Zvolen Castle (Zvolenský zámok or incorrectly Zvolenský hrad, Hungarian: Zólyomi vár) is a medieval castle located on a hill near the center of Zvolen, in central Slovakia.

The original seat of the region was above the confluence of Slatina and Hron rivers on a steep cliff in a castle from the 12th century, known today as Pustý hrad (literally, 'deserted castle'). Its difficult access had consequence in relocation of the seat to the new-built Zvolen castle, which was ordered by Louis I the Great as a hunting residence. The future queen regnant Mary of Anjou and emperor Sigismund celebrated their wedding there in 1385.

Gothic architecture of the castle built between 1360 and 1382 was inspired by Italian castles of the fourteenth century. Italian masons also contributed to a Renaissance reconstruction in 1548. The last major reconstruction occurred in 1784, when the chapel was rebuilt into the Baroque style.

Zvolen Castle hosts a regional branch of the Slovak National Gallery with an exposition of old European masters, including works by P. P. Rubens, Paolo Veronese, and William Hogarth. There is also a popular tea room located in the castle.

==History==
Zvolen castle was built by Louis I of Hungary, who built it like a gothic hunting castle. It was finished in 1382, when it was witness to an engagement of his daughter Mary and Sigismund. John Jiskra of Brandýs, who became one of the most powerful commanders in Hungary and this castle was one of his manors from 1440 to 1462. The castle was also often visited by king Matthias Corvinus with his wife Beatrice, who used this castle as a manor from 1490.

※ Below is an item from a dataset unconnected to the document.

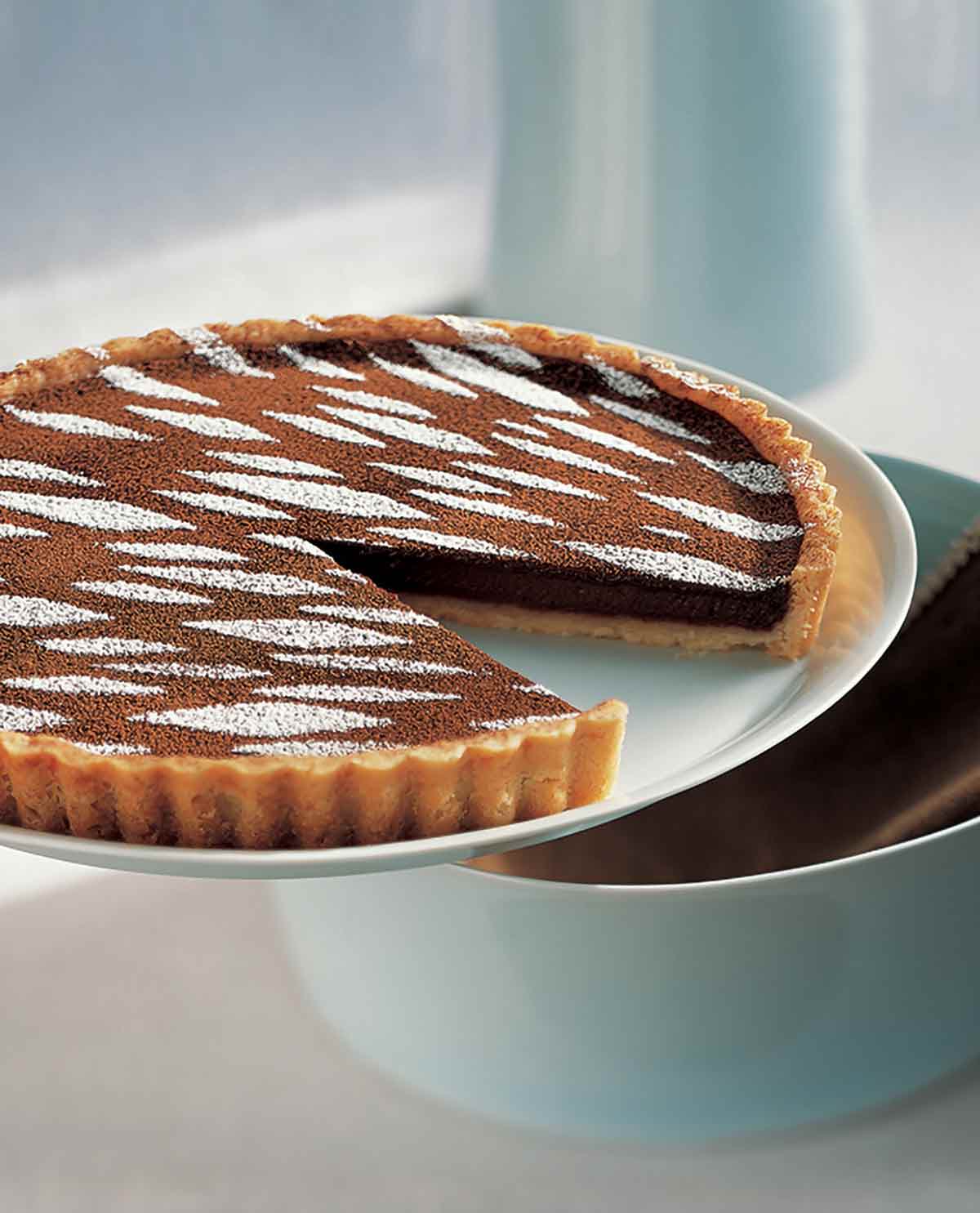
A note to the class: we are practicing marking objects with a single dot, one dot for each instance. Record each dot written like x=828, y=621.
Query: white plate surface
x=690, y=718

About 1500 the external fortifications were built up with four round bastions and entrance gate. In the middle of the 16th century was built another floor with embrasures and corner oriel towers. About 1590 an artillery bastion was built also.

The castle was rebuilt many times, but it retains its Renaissance look. The castle was nominated as a National culture monument for its historic, art and architecture values and it was reconstructed in the 1960s. The Slovak National Gallery has a seat in this castle now, where it presents its expositions.

==Present==
Every year The Zvolen Castle Plays are introduced to huge numbers of visitors. Here you can see actors and theatres from Slovakia, but also from other countries.
The castle also offers a rental of its King hall, Column hall and Knightly hall, which is useful for organizing concerts, receptions, wedding ceremonies, etc.